Um histórico de 20 anos de retornos bem convidativos, na faixa de 1% ao mês, atraiu muitos investidores, inclusive "private banks" brasileiros. Um gestor de fortunas conta que, diante de rentabilidades tão consistentes, chegou a ir para Nova York para conhecer a operação. Ele afirma que o fundo americano se recusou a dar explicações detalhadas sobre a estratégia de gestão, o que o fez desistir de fazer a distribuição do "hedge fund" no Brasil.

O sócio de uma asset independente no Brasil diz que também chegou a considerar o investimento no fundo, mas optou por não fazê-lo porque não havia explicação plausível para retornos tão consistentes. Segundo ele, o fundo era uma caixa-preta, mas muitos aceitaram a idéia de que o sucesso estava atrelado ao segredo.

Diferentemente do que ocorre aqui, a regulamentação dos fundos hegde é bastante flexível no mercado americano. Lá fora, os gestores podem investir em qualquer tipo de ativo, não são obrigados a publicar diariamente as cotas do fundo, nem divulgar as operações em carteira ou mesmo marcar a mercado diariamente os investimentos.

A grande maioria dos investidores brasileiros perdeu dinheiro porque aplicava no Fairfield Sentry Fund, que investia no fundo gerenciado por Madoff. Dos fundos "offshore" distribuídos para clientes "private", o Fairfield era um dos mais badalados, conta um gestor. Segundo ele, a carteira era distribuída não apenas por "private banks" estrangeiros, mas por bancos locais também.

Muitas instituições distribuíam esse fundo pois, além do desempenho consistente, recebiam taxas de rebate interessantes. Essa taxa consiste em uma remuneração recebida pelo assessor que indica o fundo. Um gestor independente conta que, durante o período em que trabalhou em um banco (entre 1997 e 2000), acompanhou de perto o retorno do Fairfield Sentry Fund. A carteira, conta, era "impecável", uma vez que atravessou várias crises financeiras de forma ilesa. Esse gestor também foi a Nova York porque queria entender a estratégia de gestão da carteira, mas diz que a resposta dada na ocasião não fazia sentido e, então, optou por não distribuir o fundo.

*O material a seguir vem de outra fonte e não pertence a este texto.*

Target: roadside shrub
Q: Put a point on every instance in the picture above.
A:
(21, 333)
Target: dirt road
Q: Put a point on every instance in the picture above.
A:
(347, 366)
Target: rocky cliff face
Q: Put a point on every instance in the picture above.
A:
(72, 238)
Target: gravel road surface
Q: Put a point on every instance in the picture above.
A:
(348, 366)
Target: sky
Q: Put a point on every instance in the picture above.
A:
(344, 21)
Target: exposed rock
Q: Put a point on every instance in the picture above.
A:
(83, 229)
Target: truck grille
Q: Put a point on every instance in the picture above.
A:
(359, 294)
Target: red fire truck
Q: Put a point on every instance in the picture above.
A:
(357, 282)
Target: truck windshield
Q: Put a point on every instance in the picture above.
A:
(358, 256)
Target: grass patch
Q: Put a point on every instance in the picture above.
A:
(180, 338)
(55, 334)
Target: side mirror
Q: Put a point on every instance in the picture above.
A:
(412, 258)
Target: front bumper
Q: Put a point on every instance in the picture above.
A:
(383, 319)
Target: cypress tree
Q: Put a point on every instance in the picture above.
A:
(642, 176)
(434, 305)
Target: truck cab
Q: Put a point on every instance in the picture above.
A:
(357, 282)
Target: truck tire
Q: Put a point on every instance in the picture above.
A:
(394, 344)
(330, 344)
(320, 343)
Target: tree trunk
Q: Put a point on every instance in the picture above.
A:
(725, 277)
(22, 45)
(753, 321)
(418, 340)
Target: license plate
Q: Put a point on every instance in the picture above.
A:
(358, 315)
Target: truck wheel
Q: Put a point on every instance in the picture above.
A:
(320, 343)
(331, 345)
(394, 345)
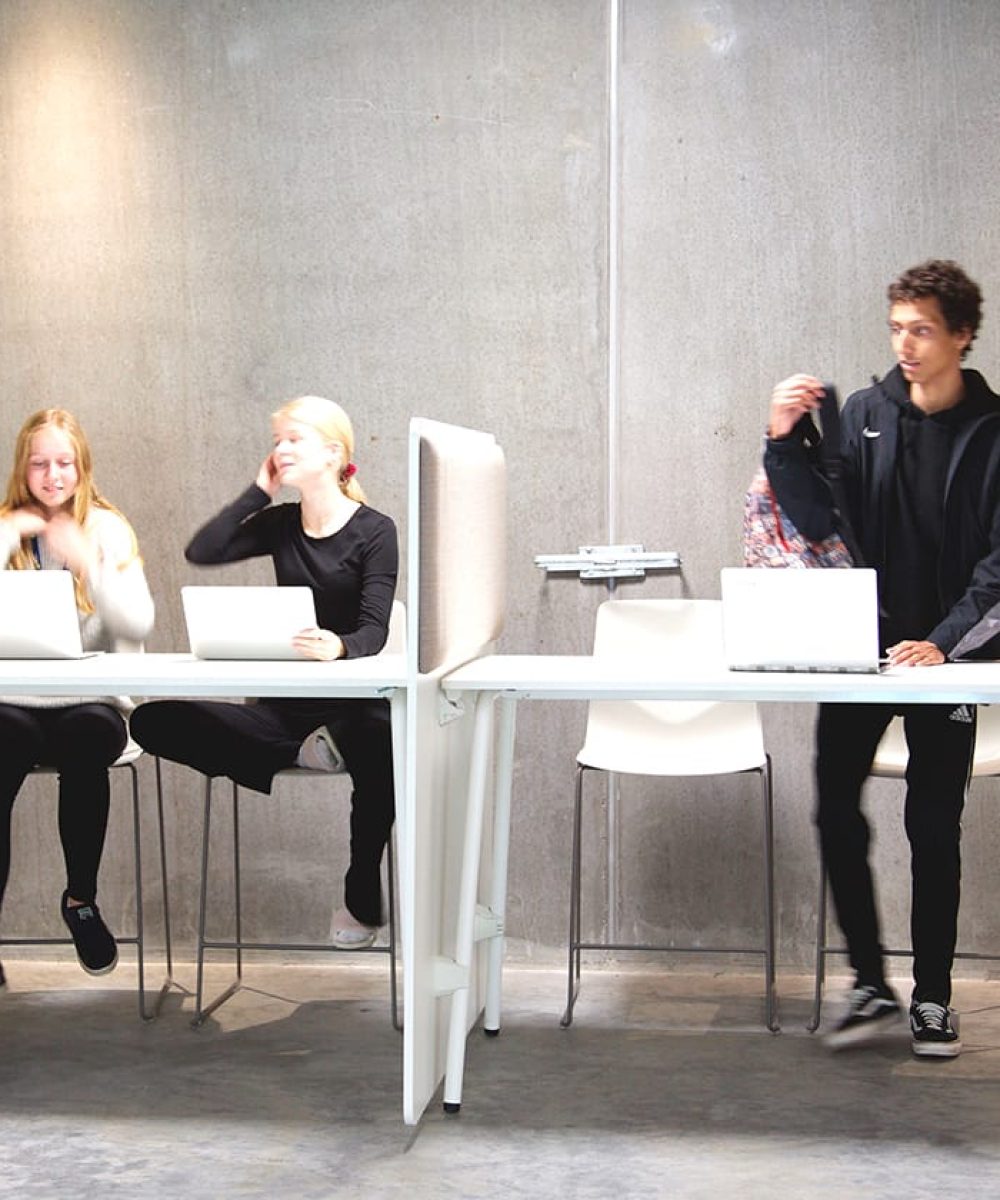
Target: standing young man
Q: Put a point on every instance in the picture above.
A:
(921, 459)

O esquema fraudulento chamado de "pirâmide" não estava muito claro até ontem, mas, segundo as agências internacionais, o gestor pagava os retornos aos investidores usando o dinheiro aplicado por clientes novos. Como esse esquema conseguiu sobreviver durante tanto tempo e atravessar várias crises financeiras é a grande questão a ser respondida.

Segundo o sócio da asset independente, isso só aconteceu porque não havia distribuição de retorno ou dividendos. O investidor colocava o dinheiro no fundo e acompanhava o rendimento da aplicação, que se mostrou artificial, diz. O pagamento efetivo do retorno só acontecia no saque da aplicação, mas para honrar os resgates o gestor americano mantinha uma conta com cerca de US$ 200 milhões a US$ 300 milhões. Segundo essa fonte, ao longo desses anos, o fundo nunca havia enfrentado uma onda tão grande de saques. "Com mais de US$ 7 bilhões em pedidos de resgate, Madoff se viu sem dinheiro para pagar."